|Source Used:||Didion and by Hyatt and Lyon (1925)|
|Location:||Bridwell Library, Perkins School of Theology, Southern Methodist University, Dallas, Texas|
This version was translated from the meta-physical standpoint by Arthur E. Overbury. It is a revision unhampered by so-called ecclesiastical authority and recognizes healing as well as teaching as a component part of true Christianity. The preface sets forth the standpoint of the author on many fundamental questions, which will enable the reader to know somewhat of the author’s views in order to rightly judge his work. The explanatory index gives a large amount of valuable information and data helpful to a comprehensive study of the Bible.
The fact that an unmerited and almost undisputed place had been given for centuries to the Authorized or King James Version, the “orthodox” version, by Protestant Christians was the primary reason for the translator’s undertaking the task of revision. Another reason was the fact that all versions hitherto published had been colored by a material, hence a false concept of Christianity, which had gained credence in the early centuries and had been perpetuated by orthodox teachers ever since.

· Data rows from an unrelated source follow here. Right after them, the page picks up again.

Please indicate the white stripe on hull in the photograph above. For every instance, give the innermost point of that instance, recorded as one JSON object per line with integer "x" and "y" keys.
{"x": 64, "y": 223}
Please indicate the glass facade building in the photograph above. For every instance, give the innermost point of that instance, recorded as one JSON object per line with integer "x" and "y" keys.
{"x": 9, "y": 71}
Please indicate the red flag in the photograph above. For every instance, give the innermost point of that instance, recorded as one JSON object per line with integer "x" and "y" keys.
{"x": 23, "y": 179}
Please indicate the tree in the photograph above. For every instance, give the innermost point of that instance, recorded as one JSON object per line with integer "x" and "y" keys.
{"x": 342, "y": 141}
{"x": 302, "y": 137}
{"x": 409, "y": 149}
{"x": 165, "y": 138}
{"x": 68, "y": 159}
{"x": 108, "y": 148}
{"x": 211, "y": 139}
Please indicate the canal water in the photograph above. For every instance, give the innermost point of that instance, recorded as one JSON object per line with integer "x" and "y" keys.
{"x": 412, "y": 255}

Bible scholars are agreed that there are upward to twenty thousand errors in the King James Version. When lay readers become aware of this, it will be acknowledged that mistaken ideas have crept into the translation under the influence of dogmatic orthodoxy, enslaving mankind for ages. When the King James Version was written, the translators had access to only eight manuscripts. At the time that the People’s New Covenant was being prepared, there were nearly seven hundred in Greek alone, some being very ancient, and no two wholly alike in wording.
John 1: 1 – 3
In the original being the Word, or GOD-Idea existed; and the GOD-Idea existed in the at-one-ment with GOD; and the GOD-Idea was GOD-manifest. The same existed in original being, at-one with GOD. All things came into being in this GOD-conception, and apart from it came not anything into being that came into being.